Warsaw, again
So I'm in Warsaw now at the apartment of my wonderful friends Michal and Paulina. After almost fourteen hours on the train, I'm more or less glad to be stationary, but the train journey felt surprisingly short for all that. I brought a bunch of cheese, bread, and candy with me to while away the hours, which I confess bears all the earmarks of total genius. The only problem is that I chose three cheeses more or less at random and one of the happened to be so pungent that I could not even open it on the train for fear of unleashing lederhosen-clad rage the likes of which the world has never seen, so it just sat in my backpack the whole time, quietly exuding cheese funk into all of my books and clothes. I spent most of the trip alternating between happily champing down gummy candies like a five-year-old and sleeping as if in the grip of a violent beast of oblivion. That is actually a pretty enjoyable set of options to vacillate between.
The morning will see me off on the train again, this time to some random villages in the east of Poland that Michal knows. Or maybe he doesn't know them? It's hard to tell sometimes. In any case, we will head to the middle of (or the eastern edge of) Nowhere, Poland, and tramp around there for a few days. I'll be back on Monday or Tuesday to Warsaw, but I highly doubt I will be able to post anything before then - something tells me these random little villages are not exactly crawling with cheap internet cafes.
I guess that's about it.
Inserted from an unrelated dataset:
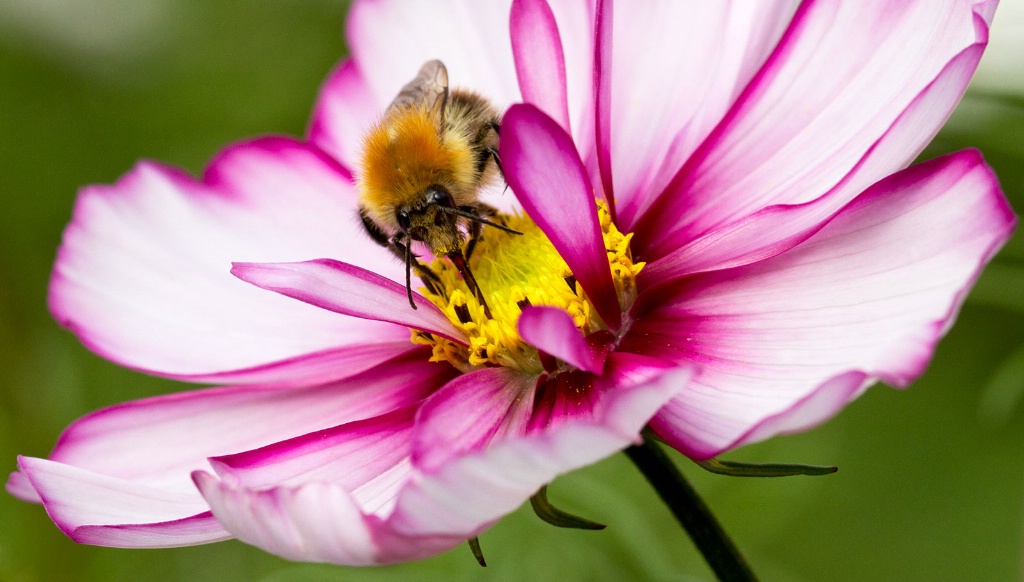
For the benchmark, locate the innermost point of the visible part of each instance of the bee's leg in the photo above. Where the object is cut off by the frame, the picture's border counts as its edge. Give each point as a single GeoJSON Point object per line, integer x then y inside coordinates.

I chatted a little with two girls who were sharing my hostel dorm room last night, and spent most of the time trying to convince them that their second cousin's German fiancee was a Soviet spy bent on spreading Communist propaganda through manipulation of the matrimonial bond. I think they were pretty convinced, which is understandable because the case was pretty iron-clad. I just finished reading The Bourne Identity two days ago, and now my head is all full of spies and kung-fu kicks, one of which I have learned is usually aimed at the other (the latter at the former, although sometimes the other way around). Robert Ludlum is a pretty trashy writer, but the book is still a lot of fun. His love scenes, which probably total up to no more than ten pages out of the book's 500-some pages, reek so horribly that they almost kill the whole work. The tend to work like this:
BOURNE: I have to leave you, because I don't remember who I am, and I don't want to get you killed.
BOURNE'S FINE LADY: But I love you.
BOURNE: But... I love you, too.
BFN: Then you have to stay. Because we love each other.
BOURNE: Touche (proceeds to kill a bus full of spies with his bare hands because he is so cool).
The worst part is that I'm not kidding about or exaggerating the italics. Ludlum should be legally prevented from writing with italics until the end of time. In fact, so should everybody.
3 Comments:
"happened to be so pungent that I could not even open it on the train for fear of unleashing lederhosen-clad rage"
BAaaaahahahaha...I think I peed myself.
Don't be ashamed. Even grown adults need to pee themselves at times. I think it's cathartic.
You think Ludlum is bad at love scenes, just try Tom Clancy. He's the worst. The worst of all time.